Net Neutrality Or Net Neutering: Should Broadband Internet Services Be Regulated
Thomas M. Lenard, Randolph J. May
Springer, Jun 28, 2006 - Business & Economics - 225 pages
The subject of this book – whether or not to extend traditional telecommunications regulation to high-speed or "broadband" access to the Internet – is perhaps the most important issue now facing the Federal Communications Commission. The issue is also very contentious, with influential economic interests as well as academics on both sides of the question. Content providers – Microsoft and Amazon, for instance – argue that broadband providers should be treated as common carriers, required to transmit all content in a nondiscriminatory way. The broadband providers – the telephone and cable companies – argue that no bottleneck monopoly exists to justify such regulation and that, if imposed, it would stifle development of the Internet.

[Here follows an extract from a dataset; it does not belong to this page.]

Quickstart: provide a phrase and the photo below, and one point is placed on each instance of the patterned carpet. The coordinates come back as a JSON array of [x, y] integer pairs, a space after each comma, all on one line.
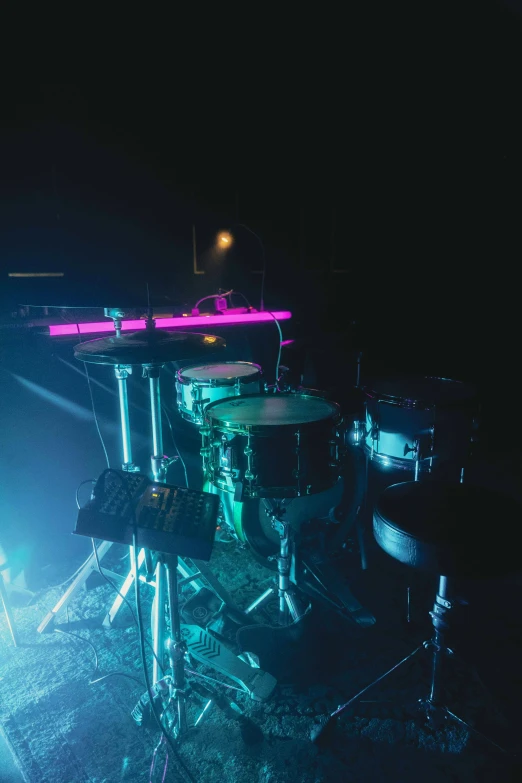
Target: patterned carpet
[[64, 730]]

This volume consists of recently updated papers that were originally presented at a June 2003 conference held by the Progress and Freedom Foundation. The authors are among the top researchers in the field of telecommunications research.

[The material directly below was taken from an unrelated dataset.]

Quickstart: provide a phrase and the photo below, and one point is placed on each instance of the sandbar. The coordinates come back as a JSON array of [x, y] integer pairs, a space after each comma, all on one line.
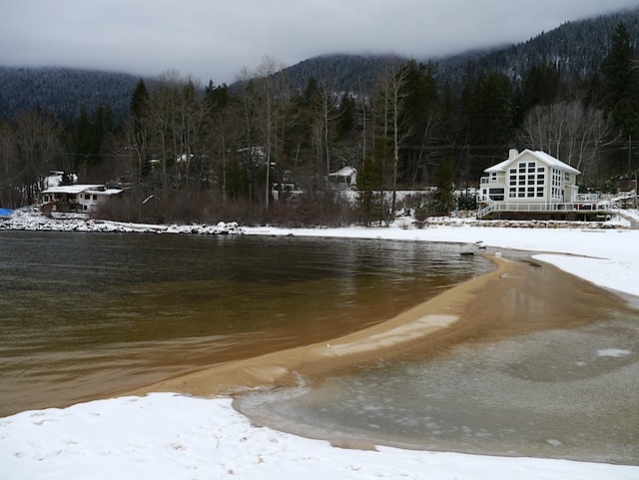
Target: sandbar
[[481, 309]]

Thomas M. Lenard is Vice President for Research and Senior Fellow at the Progress & Freedom Foundation. He is the author or coauthor of numerous books and articles on electricity, antitrust, privacy, and other regulatory issues. Lenard received his B.A. from the University of Wisconsin and his Ph.D. from Brown University.
Randolph J. May is Senior Fellow and Director of Communications Policy Studies at the Progress & Freedom Foundation. In addition to writing a regular column for Legal Times, he has published more than fifty articles and essays on a wide variety of topics ranging from communications to law to constitutional theory. May received his A.B. from Duke University and his J.D. from Duke Law School.